Nov. 9, 2007
The school system in this country in general has been going away from the vo-tech and shop classes. But one program provides an opportunity for college prep students to get some shop experience.
ANN ARBOR, MI (Michigan Radio) - It's the first day of a weekend class at this machine shop near Pleasant Lake in south central Michigan. Advanced milling machines, programmable drills and other metal fabrication equipment line the walls in the brightly lit shop. The students are junior high-school age. They're hearing the dos and don'ts of working safely in a real machine shop. But after that, the assignment of the day is building a scale model of the latest project.
Well, this year, we're doing a two-seat hovercraft," says Chris Salow, the founder of these weekend shop classes, "I always wanted to build a hovercraft since I was a kid, so I'm fulfilling some of those fantasies, I guess. We wanted to actually build something that these kids could actually drive or fly themselves. And so we thought this would be something that would be cool because last year we did a couple of full-size chopper motorcycles and obviously with liability issues and their ages and so on we couldn't let them actually drive them. So, we think to complete the experience of building something hands-on, you should be able to get the enjoyment of being able to operate it.
Salow says he started these classes with private funding because he doesn't think the schools are giving these kids the chance to be as creative as they could be. That's because conventional wisdom at public schools tends to view vocational occupations as not for college-bound students.

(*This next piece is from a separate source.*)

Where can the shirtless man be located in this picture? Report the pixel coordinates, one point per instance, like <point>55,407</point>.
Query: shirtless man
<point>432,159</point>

The school system in this country in general has been going away from the vo-tech, the hands-on projects in schools and a lot of the shop classes are gone. And our feeling is that regardless of what your career choice is that hands-on experience, everyone should partake in, Salow said.
Salow says a lot of people who want to do home improvement projects or fix their own lawn mower have no experience with tools. He claims even college students in engineering programs often come to their first project and have no hands-on experience with tools.
We called some professors at an engineering college. They didn't want to go on record,but they confirmed some students pick up a wrench for the first time for their final project.
Salow thinks all the kids with an interest in building things ought to get the chance to take shop in school.
And they're constantly getting the kids that aren't able to achieve in the other classes put in their classes," said Salow, "And then the kids that have to high of a G-P-A have a hard time getting in there even if they want to be in there."
In the shop the kids are beginning to assemble the scale models of the hovercraft they'll be building over the next several weeks.
One student talks to himself as he works, saying, " and then for some reason on this one--I don't know if it's right or not,--but she has the glossy side in. Glossy side in? Yeah. See? Glossy side's in and flat side's out. Oh! It goes like this.
One of the teachers of this course on the weekends is Travis Barnett. He's smiling as the kids read the instructions and seeon a small scale how their hovercraft is going to wor.
There's a lot of benefits with the hands-on," said Barnett, "You can tell someone how to do something, you know, ten times, but until they actually do it.
He nods toward the kids as they discover bit-by-bit how the hovercraft works. During the week, Barnett works at an alternative high school in the Concord Community School district. He smiles as the kids working together, discovering on their own, how to make the model work and soon their hovercraft models are skitting along the shop floor. Tyler Dunnig was one of the first ones to get his model running.
I think it's going to be really cool to be able to, like, ride it around and stuff. That's what I'm really looking forward to in all this, said Dunnig.
Hovering around the work tables, Chris Salow checks the kids progress and gives a helpful suggestion here and there. These are his kind of people, the kind of people who make all the things we take for granted work. He calls this culture, his culture,the Shop Rat Nation. And his nation even has a musical anthem he put together with the help of Madkap Studios.
Salow says the schools need to do more to encourage kids,kids of every ability, to pursue the vo-tech track and show them a little more respect for doing that.